Roma – “Prolungare il trattenimento nei Cie è per noi assurdo. E’ un modo per esasperare ulteriormente le persone. Qual è il senso di queste iniziative, che mirano a mortificare la dignità delle persone?”.
E’ il commento al SIR di padre Giovanni La Manna, Presidente del Centro Astalli (il Centro dei gesuiti per i rifugiati con sede a Roma), a proposito del decreto, approvato dal governo, con cui si prolungano i tempi di trattenimento degli immigrati irregolari nei Cie (Centri di identificazione ed espulsione) da 6 a 18 mesi, in attuazione di una direttiva dell’Unione europea.
Secondo padre La Manna “è una giustificazione dire che si tratta dell’attuazione di una direttiva europea, perché sappiamo che ogni Stato ha la possibilità di migliorarle. A me sembra un ulteriore segnale per dire che non si vuole governare responsabilmente la situazione”. E racconta la sua esperienza: “Nei Cie si trovano anche persone che non hanno commesso reati. Noi ci andiamo una volta a settimana e le persone ci chiedono: perché non ci rimandate al nostro Paese? Perché dobbiamo essere trattenuti in un carcere?”. Anche perché, “pur essendo consentito l’uso del cellulare si è privati della libertà di uscire, non ci sono programmi di rieducazione come in carcere. Non c’è progettualità”.

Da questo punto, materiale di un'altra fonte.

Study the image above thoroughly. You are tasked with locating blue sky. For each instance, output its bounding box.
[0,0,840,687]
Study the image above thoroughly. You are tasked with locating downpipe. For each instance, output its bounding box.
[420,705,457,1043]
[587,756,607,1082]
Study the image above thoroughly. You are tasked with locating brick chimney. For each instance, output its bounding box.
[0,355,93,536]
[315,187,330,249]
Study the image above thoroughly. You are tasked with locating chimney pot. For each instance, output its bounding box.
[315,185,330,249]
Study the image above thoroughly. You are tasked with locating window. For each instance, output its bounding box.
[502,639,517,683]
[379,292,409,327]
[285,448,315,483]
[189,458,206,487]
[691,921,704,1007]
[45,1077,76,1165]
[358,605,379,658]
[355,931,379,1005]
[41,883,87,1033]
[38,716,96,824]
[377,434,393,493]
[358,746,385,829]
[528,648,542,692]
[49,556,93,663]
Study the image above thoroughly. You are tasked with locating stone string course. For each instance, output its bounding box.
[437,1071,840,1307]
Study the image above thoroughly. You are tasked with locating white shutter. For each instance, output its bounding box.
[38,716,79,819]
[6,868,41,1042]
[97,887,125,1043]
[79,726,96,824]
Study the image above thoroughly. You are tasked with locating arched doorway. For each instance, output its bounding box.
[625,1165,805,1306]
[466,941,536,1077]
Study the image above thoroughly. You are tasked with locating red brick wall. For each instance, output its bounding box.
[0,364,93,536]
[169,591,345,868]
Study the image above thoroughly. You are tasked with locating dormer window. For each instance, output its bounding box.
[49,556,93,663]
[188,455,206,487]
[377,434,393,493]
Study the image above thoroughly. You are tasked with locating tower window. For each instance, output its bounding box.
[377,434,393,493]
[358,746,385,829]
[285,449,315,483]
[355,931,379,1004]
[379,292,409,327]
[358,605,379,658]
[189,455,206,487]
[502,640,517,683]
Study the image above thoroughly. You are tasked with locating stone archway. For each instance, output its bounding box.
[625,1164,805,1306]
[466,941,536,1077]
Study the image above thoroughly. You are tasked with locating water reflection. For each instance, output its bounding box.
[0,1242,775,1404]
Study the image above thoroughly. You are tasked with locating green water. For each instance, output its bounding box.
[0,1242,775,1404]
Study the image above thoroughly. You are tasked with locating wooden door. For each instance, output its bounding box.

“Le persone nei Cie vanno in sofferenza perché trattenute in una situazione indegna – denuncia padre La Manna -. Sono sotto gli occhi di tutti i disordini che avvengono: incendi, atti di vandalismo”. Allora, prosegue, “perché far deprimere ed esasperare le persone?”, si chiede il sacerdote: “Esistono degli strumenti per valutare, con dignità, se hanno diritto a rimanere in Italia, allora cerchiamo di far funzionare meglio questi sistemi”.